Braces for Cindy or Hair for Mommy
True confession: I love shopping! Not for the act of accumulating things but for the real-life lessons it offers. I can walk the perfumed aisles of Nordstrom and appreciate the glowing allure of the make-up counter and still be 100% ok with picking up nail polish from the 99 Cent Store. How can I live with such a chasm of quality, you ask? I took a queue from my grandma.
I have fond memories of my grandma taking me shopping to The Grove and the Beverly Center in downtown Los Angeles. We would make a whole day of it and have a little “nosh” (small meal) and “take-in” a CBS show, which was filmed close by. My grandma was a show in and of herself. Adorned with hot pink lipstick, platinum blonde hair, and an animal print of some kind, she relished the good life, with this caveat: live fully AND fully within your budget.
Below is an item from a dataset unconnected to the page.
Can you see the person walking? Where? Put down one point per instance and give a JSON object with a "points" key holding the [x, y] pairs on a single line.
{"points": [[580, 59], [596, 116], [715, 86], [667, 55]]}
There was no sense of deprivation, only self-control. This left an impression on my mind that has steered my purchasing decisions as certain as a steering wheel controls the direction of a car.
However, this generational wisdom nearly came crashing down when I faced a financial predicament of sorts. Let me first explain that something happens to the psyche of a woman who has thin hair. It’s a problem that attacks the very core of your femininity and confidence. Under that mental duress, it would seem a necessity to spend thousands of dollars, if required, to fix the problem.
My sister and I took a drive to Beverly Hills and decided to check out the Follea located there. If you aren’t familiar with Follea, it is a high-end wig shop that produces beautiful wigs and hair pieces. We entered the shop and as we ascended the stairs we tossed around a couple of amateur strategies to possibly negotiate a discount on one of the pieces.
As I ran my hair through the butter-soft hair topper, I winced when I flipped over the price tag. I had a déjà vu moment when I saw that four-digit number because I had seen it a couple weeks earlier at my daughter’s orthodontic consult. My sister gently coaxed me out of the salon and assured me that I could find something else and reminded me that I had to plan for the expense of braces.
Now, this isn’t a “burnt toast” example of motherhood. The sting of deprivation was only for a second. Self-control kicked in and helped me to figure out how to get my daughter’s teeth straight while sourcing great quality hair so my sun-burned scalp could get the coverage it deserved.